According to the US-based National Institutes of Health study published in eBioMedicine, researchers gathered data from 11,255 adults over a 30-year period and analysed links between "serum sodium levels" -- which go up when fluid intake goes down -- and various indicators of health.
The researchers found that adults with "serum sodium levels" at the higher end of a normal range were more likely to develop chronic conditions and show signs of advanced biological ageing than those with serum sodium levels in the medium range.

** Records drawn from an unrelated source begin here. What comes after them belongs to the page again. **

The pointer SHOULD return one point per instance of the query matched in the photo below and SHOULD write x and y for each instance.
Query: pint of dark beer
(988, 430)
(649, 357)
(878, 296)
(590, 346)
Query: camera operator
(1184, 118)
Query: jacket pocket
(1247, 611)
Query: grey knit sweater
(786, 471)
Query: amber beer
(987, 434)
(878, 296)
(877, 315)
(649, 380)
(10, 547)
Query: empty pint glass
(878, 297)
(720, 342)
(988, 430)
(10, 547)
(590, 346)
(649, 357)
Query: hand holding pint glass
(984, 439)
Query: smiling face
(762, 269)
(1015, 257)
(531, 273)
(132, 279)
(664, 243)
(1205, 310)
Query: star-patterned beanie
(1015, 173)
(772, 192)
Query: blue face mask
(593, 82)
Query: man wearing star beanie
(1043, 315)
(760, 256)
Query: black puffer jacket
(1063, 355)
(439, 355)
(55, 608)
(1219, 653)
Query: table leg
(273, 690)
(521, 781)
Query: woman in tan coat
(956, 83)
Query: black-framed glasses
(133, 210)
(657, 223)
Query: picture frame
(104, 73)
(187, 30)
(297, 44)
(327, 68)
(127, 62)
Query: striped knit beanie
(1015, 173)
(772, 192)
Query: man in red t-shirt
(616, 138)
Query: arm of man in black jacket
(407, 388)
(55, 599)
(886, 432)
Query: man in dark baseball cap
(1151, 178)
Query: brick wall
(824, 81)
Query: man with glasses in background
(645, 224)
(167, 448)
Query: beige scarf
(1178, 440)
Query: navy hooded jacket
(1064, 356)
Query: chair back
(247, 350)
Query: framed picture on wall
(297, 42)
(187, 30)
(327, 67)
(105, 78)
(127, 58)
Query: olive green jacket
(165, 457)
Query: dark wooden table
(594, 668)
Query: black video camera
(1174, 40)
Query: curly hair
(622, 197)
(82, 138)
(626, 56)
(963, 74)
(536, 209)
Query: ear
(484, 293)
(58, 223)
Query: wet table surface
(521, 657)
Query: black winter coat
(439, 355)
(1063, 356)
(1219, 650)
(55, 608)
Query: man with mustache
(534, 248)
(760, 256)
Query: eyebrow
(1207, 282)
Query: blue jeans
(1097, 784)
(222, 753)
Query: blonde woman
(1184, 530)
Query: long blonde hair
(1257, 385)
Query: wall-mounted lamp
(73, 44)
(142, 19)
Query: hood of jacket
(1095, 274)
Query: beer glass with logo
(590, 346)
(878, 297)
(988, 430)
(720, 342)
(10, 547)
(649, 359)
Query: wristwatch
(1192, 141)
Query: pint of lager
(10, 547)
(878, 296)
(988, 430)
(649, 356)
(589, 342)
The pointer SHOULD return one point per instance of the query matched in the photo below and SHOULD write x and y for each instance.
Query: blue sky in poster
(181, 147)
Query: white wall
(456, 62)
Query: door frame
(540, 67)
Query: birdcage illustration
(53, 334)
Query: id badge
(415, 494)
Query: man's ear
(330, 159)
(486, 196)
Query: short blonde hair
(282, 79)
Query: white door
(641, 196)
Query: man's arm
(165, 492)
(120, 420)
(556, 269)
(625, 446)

Adults with higher levels were also more likely to die at a younger age, according to the study.
"The results suggest that proper hydration may slow down ageing and prolong a disease-free life," said Natalia Dmitrieva, PhD, a study author and researcher at the US-based National Heart, Lung, and Blood Institute (NHLBI).
Moreover, the researchers discovered that adults with higher levels of normal serum sodium -- normal ranges between 135-146 milliequivalents per litre (mEq/L) -- were more likely to show signs of faster biological ageing.
Similarly, adults whose serum sodium levels exceeded 142 mEq/L were associated with up to 64 per cent higher risks of chronic diseases like heart failure, stroke, atrial fibrillation, and peripheral artery disease, as well as chronic lung disease, diabetes, and dementia.
Conversely, adults with serum sodium levels between 138-140 mEq/L had the lowest risk of developing chronic disease, said the study.
"People whose serum sodium is 142 mEq/L or higher would benefit from evaluation of their fluid intake," Dmitrieva said.
The National Academies of Medicine, an American non-profit organisation, suggest that most women consume around 6-9 cups (1.5-2.2 litres) of fluids daily, and for men, 8-12 cups (2-3 litres).
The authors also cited research that found that roughly half of the people worldwide do not meet daily total water intake recommendations, which typically begin at 6 cups (1.5 litres), the study added.
"On the global level, this can have a big impact," Dmitrieva mentioned.
"Decreased body water content is the most common factor that increases serum sodium, which is why the results suggest that staying well hydrated may slow down the ageing process and prevent or delay chronic disease," she added.